Shortly after, MIIF leadership made an unprecedented move.

On 31 October 2025, MIIF wrote to the Audit Service claiming that the signed 2024 financial statements contained “material and pervasive misstatements.”

This claim surfaced months after all parties had signed off the audit — and only weeks after MIIF refused to release the documents under RTI.

On 7 November 2025, MIIF officials met the Audit Service to negotiate a restatement of the audit.

Senior auditors described the request as “shocking,” “improper,” and “unprecedented.”

The Audit Service flatly rejected the proposal.

On 12 November 2025, the Audit Service issued a formal letter to MIIF that dismantled the attempt to rewrite history.

The letter stated clearly:

There were no material or pervasive misstatements in the signed audit.

MIIF’s use of the term pervasive was misleading.

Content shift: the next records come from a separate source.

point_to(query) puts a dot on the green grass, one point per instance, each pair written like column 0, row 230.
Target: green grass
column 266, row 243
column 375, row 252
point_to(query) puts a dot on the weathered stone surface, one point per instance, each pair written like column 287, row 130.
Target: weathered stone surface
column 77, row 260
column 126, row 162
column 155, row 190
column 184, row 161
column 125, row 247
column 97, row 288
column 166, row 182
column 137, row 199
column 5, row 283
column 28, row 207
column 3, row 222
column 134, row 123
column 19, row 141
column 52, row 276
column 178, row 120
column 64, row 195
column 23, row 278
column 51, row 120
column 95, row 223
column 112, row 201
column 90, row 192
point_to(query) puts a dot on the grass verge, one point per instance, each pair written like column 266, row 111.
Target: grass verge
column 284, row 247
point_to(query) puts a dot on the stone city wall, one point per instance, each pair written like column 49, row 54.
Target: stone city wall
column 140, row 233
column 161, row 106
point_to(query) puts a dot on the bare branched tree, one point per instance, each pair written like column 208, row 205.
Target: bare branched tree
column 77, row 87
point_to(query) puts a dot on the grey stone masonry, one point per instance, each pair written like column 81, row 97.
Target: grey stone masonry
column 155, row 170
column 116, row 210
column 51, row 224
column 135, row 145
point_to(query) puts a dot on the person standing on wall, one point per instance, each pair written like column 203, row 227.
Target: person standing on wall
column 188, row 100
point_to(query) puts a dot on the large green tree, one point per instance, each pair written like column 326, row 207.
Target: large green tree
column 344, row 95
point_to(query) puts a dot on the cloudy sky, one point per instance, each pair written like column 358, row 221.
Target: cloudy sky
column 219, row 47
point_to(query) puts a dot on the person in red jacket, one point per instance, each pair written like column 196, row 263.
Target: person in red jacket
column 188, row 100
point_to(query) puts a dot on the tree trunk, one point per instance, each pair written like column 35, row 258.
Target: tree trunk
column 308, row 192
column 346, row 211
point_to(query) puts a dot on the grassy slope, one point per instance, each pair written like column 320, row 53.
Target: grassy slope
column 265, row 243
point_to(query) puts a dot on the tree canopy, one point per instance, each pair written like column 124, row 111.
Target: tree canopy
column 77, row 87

The request to redo the audit was “improper”.

The Audit Service would not alter the 2024 statements under any circumstances.

They were open to auditing 2025 — but would not falsify past records.

MIIF received the letter on 13 November 2025 but has refused to discuss its contents, describing the correspondence as “confidential.”

MIIF is legally mandated to operate with the highest standards of transparency and accountability.

Instead, its current leadership stands accused of:

Manufacturing a narrative of corruption without evidence

Weaponising law enforcement agencies

Attempting to rewrite an already-signed audit

Violating the RTI Act and MIIF Act

Targeting former officials for retaliation

Misleading the public and Parliament

These are not procedural errors. They represent ethical breaches and institutional sabotage that undermine Ghana’s sovereign investment framework and threaten investor confidence.

The Mahama administration now faces a defining moment. Will it defend due process and the rule of law — or allow this attempt to falsify audited financial records to stain the presidency?

The truth is out. The consequences are now political, legal, and national.